Differences in utility estimates for health states clinically similar to DMD and existing DMD utility estimates. (A) Changes in utility estimates compared to existing utility estimates for each DMD health state for the total sample of utilities with a relevancy score of 10 (n = 114). (B) Changes in utility estimates compared to existing utility estimates for each DMD health state for the sample of utilities from a US-based CEA study with a relevancy score of 10 (n = 31). CEA, cost-effectiveness analysis; DMD, Duchenne muscular dystrophy; HRQoL, Health-related quality of life; ∆, change in utility estimate; Mdn, median; US, United States

From the 236 health states identified in Analysis Two, 26.3% (n = 62) were from US-based CEAs. However, 79.0% (n = 49) of those utilities originated from a secondary source, which may or may not have been a US-based utility study. The difference in utility value was more pronounced when comparing utilities extracted from US-based CEAs compared with those in the overall analysis. The US-based median utility estimates with a relevancy score of 10 (n = 31) deviated substantially from published DMD health states with the LNA and ENA health states exhibiting the greatest difference (127.8% and 114.3% increase, respectively) (Table 4; Fig. 1B).

When expanding the criteria to include relevancy scores ≥ 8, 64.8% (n = 153) of the health states were considered substantially or absolutely relevant to their mapped DMD health state. This more relaxed criterion mapped 39 additional health states. With the exception of the LNA health state, the median utility estimates did not differ from those obtained from the more stringent criterion (i.e., relevancy score of 10) (Table 3, Figure S1). For the LNA health state, the gap closed considerably between the median estimates of the sensitivity analysis (0.20) and the published DMD estimate (0.18). The number of mapped health states nearly doubled for this DMD phase, resulting in a highly skewed distribution of utility estimates (interquartile range, 0.05–0.41). When the relevancy score criterion was relaxed to ≥ 8 for the US-based CEA utility estimates, there were still considerable differences compared to the DMD estimates for the ENA and LNA phases (0.45 vs. 0.21 and 0.40 vs. 0.18, respectively) (Table 4, Figure S2).

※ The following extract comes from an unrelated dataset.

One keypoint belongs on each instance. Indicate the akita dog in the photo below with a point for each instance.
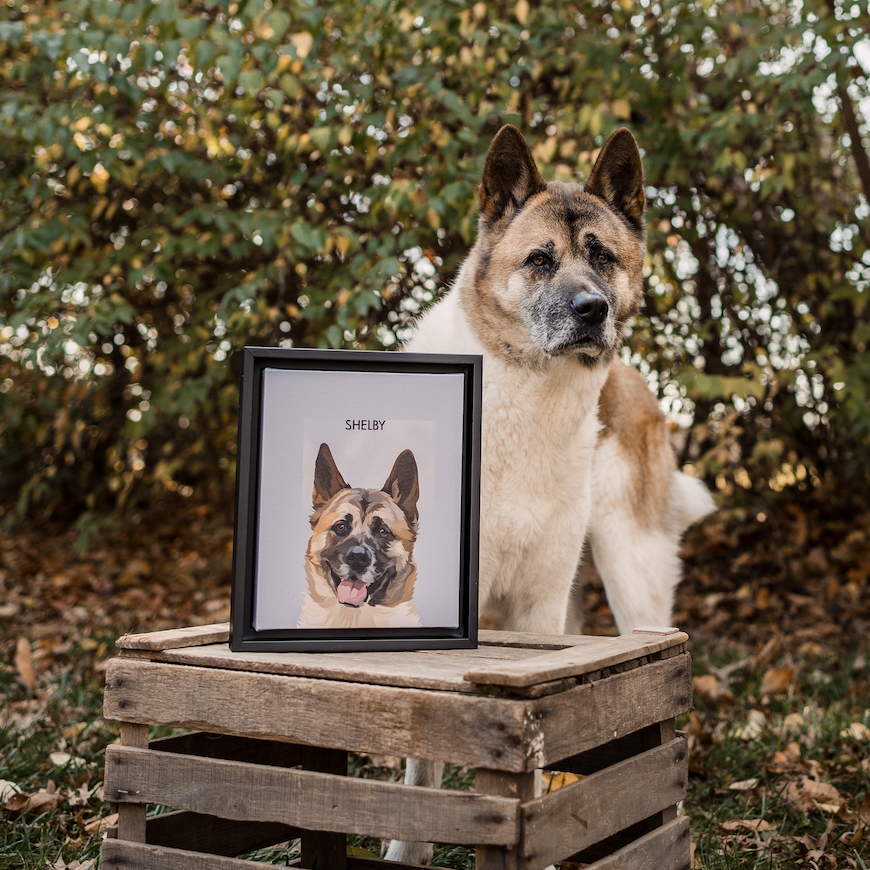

There was uncertainty surrounding the clinical similarity of the 136 health states that received a relevancy score of < 8. Figure S3 provides a distribution of relevancy scores, stratified by level of relevance and each mapping category. Due to highly ambiguous descriptions, the clinical similarity of 12.7% (n = 30) of the health states could not be determined. For example, “musculoskeletal pain” is a common problem experienced by patients with DMD to varying degrees across all ambulatory phases although not routinely assessed [31]. Thus, the health state could not be mapped with any level of certainty to a specific DMD health state. Figures S4 and S5 and Table S4 show the statistics of health states with relevancy scores ≥ 6 or ≥ 4.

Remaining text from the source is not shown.